Who would have thought zip codes could cause so much of a fuss? Retailers and restaurants know, because scores of them have been sued in class actions throughout California on the dubious theory that recording a customer's zip code at the point-of-sale violates California law. On December 19, 2008, the California Court of Appeal said no.1 The ruling in Party City Corp. v. Superior Court may doom all of those cases.
In the past year, plaintiff's lawyers have filed class action suits against over 40 retailers, alleging that requests for zip code information during credit card transactions violated California law. The plaintiffs' claimed such requests violated the Song-Beverly Credit Card Act of 19712 (the "Act") because zip codes constitute "personal identification information," which merchants cannot demand as a condition of engaging in a credit card transaction. Under the Act, a retailer that accepts credit cards may not "request, or require as a condition to accepting the credit card as payment . . . , the cardholder to provide personal identification information."3 The Act defines "personal identification information" as "information concerning the cardholder, other than information set forth on the credit card, and including, but not limited to, the cardholder's address and telephone number."4
Summary of the Court of Appeal's Decision
In Party City Corp., decided December 19, 2008, the plaintiff alleged that the defendant violated the Act by requesting the plaintiff's zip code as part of a credit card transaction. The plaintiff asserted her individual claim and claims on behalf of a class of credit card customers of the retailer. The plaintiff sought damages under the Act of up to $250 for the first violation, and $1,000 for each subsequent violation.

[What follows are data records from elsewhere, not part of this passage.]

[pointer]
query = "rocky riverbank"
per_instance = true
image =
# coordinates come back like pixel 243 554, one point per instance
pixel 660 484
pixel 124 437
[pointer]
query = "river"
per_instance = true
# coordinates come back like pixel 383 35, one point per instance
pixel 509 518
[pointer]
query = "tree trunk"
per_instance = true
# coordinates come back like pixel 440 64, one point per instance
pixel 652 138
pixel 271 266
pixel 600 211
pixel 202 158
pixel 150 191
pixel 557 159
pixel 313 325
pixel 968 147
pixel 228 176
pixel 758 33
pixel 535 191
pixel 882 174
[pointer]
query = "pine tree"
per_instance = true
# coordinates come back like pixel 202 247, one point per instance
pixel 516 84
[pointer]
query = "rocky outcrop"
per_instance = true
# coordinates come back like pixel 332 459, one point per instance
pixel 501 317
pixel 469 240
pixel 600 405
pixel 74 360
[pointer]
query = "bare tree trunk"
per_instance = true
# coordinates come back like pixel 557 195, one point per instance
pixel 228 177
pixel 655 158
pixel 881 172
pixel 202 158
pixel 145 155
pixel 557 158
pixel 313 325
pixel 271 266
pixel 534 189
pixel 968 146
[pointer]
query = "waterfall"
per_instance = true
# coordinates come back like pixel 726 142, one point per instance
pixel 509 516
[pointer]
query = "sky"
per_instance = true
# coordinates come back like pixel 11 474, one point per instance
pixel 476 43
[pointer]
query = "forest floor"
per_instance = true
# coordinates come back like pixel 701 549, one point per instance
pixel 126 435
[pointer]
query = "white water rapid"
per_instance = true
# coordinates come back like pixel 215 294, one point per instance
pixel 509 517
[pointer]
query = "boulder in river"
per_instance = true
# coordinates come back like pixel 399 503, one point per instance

In response to the claim, the defendant filed a motion for summary judgment, arguing in part that, as a matter of law, a zip code was not "personal identification information." The trial court disagreed, and, in denying the motion, ruled that "the language of [the Act] is clear and unambiguous and the cardholder's zip code falls within its definition of 'personal identification information.'"
The defendant then filed a petition for writ of mandate with the California Court of Appeal regarding the trial court's rejection of its summary judgment motion. In granting the petition, the Court of Appeal held the trial court "erroneously interpreted the definitional portions" of the Act, and found defendant was entitled to summary judgment. In reaching its decision, the Court of Appeal looked to federal regulations for the common meaning and definition of zip codes, and determined "[a] zip code is not an individualized set of identification criteria, such as telephone numbers would be, but rather zip codes provide identification of a relatively large group. . ." The Court of Appeal also determined the purpose of the Act was to protect the private, personal information of individuals, and therefore group information, like zip codes, was not intended to be covered. The Court concluded that zip codes do not fall within the Act's protected category of "personal identification information."
The Court of Appeal's decision removes a great deal of uncertainty surrounding the lawful business practice of requesting a customer's zip code at the point of sale. Given the number of cases already on file, however, we expect that the plaintiff in this action will seek review by the California Supreme Court. Until that court rejects review or decides that matter, retailers collecting zip code information still face some litigation risk, albeit at a much reduced level.
1. Party City Corp. v. Superior Court, No. D053530 (Cal. Ct. App. filed Dec. 19, 2008).
2. California Civil Code section 1747 et seq.
3. Id. at 1747.08(a)(2).
4. Id. at 1747.08(b).
Because of the generality of this update, the information provided herein may not be applicable in all situations and should not be acted upon without specific legal advice based on particular situations.